A class of strong diamond principles

TL;DR

This paper explores strengthened diamond principles associated with large cardinals, generalizing the Laver function concept to various large cardinal notions and examining their consistency and implications.

Contribution

It introduces and analyzes Laver diamond principles for multiple large cardinal notions, extending the classical diamond principle in new and meaningful ways.

Findings

Laver diamond principles can hold or fail depending on the large cardinal context.

These principles generalize the Laver function concept beyond supercompact cardinals.

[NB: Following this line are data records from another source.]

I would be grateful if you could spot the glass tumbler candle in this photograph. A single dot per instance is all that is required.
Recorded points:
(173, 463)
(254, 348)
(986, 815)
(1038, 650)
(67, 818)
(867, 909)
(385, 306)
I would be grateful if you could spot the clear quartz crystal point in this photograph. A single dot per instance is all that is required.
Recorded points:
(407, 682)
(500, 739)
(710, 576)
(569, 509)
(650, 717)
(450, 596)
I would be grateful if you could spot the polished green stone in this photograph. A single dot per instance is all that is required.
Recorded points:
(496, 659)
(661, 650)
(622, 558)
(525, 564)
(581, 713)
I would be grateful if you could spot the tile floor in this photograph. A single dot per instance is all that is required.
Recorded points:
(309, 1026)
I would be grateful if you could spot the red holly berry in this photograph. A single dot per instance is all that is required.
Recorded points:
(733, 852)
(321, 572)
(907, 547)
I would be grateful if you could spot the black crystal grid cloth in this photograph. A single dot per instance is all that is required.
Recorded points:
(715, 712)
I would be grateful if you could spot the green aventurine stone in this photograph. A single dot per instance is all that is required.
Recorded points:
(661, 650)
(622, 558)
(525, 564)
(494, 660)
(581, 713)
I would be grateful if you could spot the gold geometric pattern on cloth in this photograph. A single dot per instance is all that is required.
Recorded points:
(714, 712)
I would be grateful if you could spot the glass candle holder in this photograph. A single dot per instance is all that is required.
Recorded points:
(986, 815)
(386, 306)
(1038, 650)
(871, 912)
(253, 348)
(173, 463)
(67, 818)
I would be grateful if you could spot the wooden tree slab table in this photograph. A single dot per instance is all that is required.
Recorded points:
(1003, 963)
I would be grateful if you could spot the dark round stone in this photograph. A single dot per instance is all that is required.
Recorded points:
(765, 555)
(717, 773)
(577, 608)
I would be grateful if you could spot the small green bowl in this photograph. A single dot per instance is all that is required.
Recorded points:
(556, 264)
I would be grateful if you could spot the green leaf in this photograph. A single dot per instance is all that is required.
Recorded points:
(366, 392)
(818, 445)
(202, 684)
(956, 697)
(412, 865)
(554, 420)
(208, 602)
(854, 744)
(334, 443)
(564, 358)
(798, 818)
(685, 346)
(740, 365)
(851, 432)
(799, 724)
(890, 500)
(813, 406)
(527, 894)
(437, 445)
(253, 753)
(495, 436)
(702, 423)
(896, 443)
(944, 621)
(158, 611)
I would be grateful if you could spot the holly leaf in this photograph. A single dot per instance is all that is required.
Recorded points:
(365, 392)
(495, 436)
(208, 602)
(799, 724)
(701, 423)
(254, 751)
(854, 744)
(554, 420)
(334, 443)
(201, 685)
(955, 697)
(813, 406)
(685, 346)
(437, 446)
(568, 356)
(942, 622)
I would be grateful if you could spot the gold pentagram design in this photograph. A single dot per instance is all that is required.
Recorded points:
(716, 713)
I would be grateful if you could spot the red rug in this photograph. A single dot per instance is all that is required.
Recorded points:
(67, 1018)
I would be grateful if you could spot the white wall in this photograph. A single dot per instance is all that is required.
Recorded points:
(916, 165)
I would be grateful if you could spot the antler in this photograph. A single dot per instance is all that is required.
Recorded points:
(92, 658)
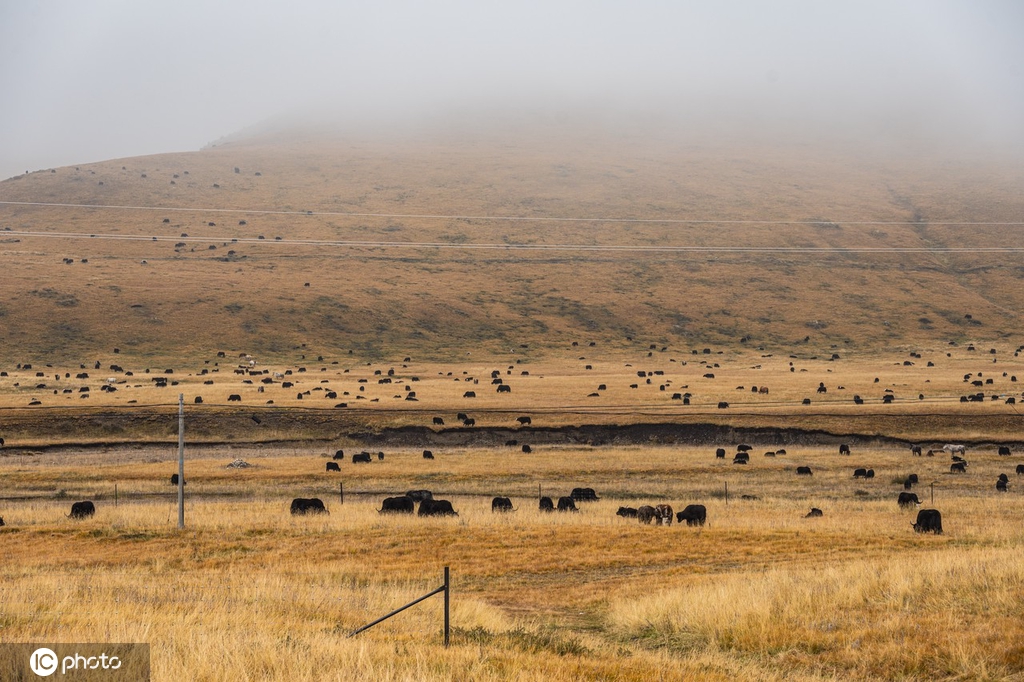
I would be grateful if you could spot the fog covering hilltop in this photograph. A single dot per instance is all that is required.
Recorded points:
(103, 80)
(443, 239)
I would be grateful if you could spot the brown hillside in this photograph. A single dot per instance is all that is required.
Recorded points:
(204, 292)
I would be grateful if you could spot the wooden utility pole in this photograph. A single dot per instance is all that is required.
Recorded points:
(181, 461)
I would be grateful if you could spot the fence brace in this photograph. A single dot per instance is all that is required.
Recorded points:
(443, 588)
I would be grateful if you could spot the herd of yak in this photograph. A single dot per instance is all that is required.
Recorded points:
(423, 503)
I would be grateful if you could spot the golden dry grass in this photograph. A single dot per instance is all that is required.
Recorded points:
(188, 301)
(249, 592)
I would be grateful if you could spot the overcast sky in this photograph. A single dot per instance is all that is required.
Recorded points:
(85, 80)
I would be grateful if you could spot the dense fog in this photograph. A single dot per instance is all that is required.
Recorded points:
(91, 81)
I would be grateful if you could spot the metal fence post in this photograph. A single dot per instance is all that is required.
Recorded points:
(448, 592)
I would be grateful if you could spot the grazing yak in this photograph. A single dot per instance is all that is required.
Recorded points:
(82, 510)
(907, 500)
(501, 505)
(693, 515)
(584, 495)
(565, 503)
(645, 514)
(302, 506)
(929, 520)
(399, 505)
(436, 508)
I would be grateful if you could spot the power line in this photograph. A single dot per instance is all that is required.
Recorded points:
(506, 218)
(515, 247)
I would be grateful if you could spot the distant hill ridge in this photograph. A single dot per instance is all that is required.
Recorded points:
(821, 247)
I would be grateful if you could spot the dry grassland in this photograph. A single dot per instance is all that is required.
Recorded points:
(201, 290)
(902, 267)
(249, 592)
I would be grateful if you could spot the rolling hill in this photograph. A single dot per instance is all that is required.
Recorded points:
(444, 241)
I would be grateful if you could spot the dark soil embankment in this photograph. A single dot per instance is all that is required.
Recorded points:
(632, 434)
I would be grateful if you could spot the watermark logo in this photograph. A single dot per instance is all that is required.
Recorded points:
(43, 662)
(111, 663)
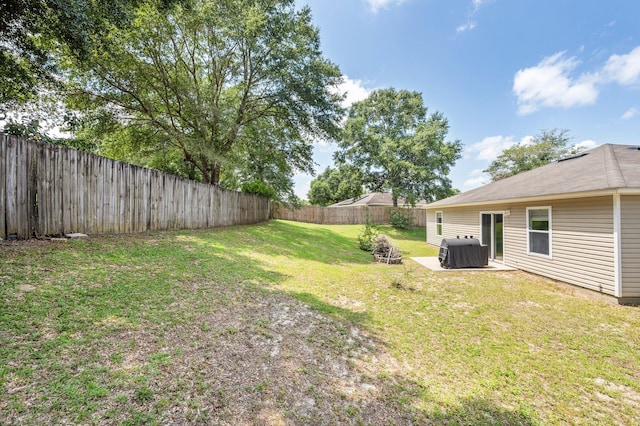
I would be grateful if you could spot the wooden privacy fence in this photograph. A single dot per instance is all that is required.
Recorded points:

The paper establishes connections between diamond principles and large cardinal embeddings.

Abstract

In the context of large cardinals, the classical diamond principle Diamond_kappa is easily strengthened in natural ways. When kappa is a measurable cardinal, for example, one might ask that a Diamond_kappa sequence anticipate every subset of kappa not merely on a stationary set, but on a set of normal measure one. This is equivalent to the existence of a function l:kappa-->V_kappa such that for any A in H(kappa+) there is an embedding j:V-->M having critical point kappa with j(l)(kappa)=A. This and similar principles formulated for many other large cardinal notions, including weakly compact, indescribable, unfoldable, Ramsey, strongly unfoldable and strongly compact cardinals, are best conceived as an expression of the Laver function concept from supercompact cardinals for these weaker large cardinal notions. The resulting Laver diamond principles can hold or fail in a variety of interesting ways.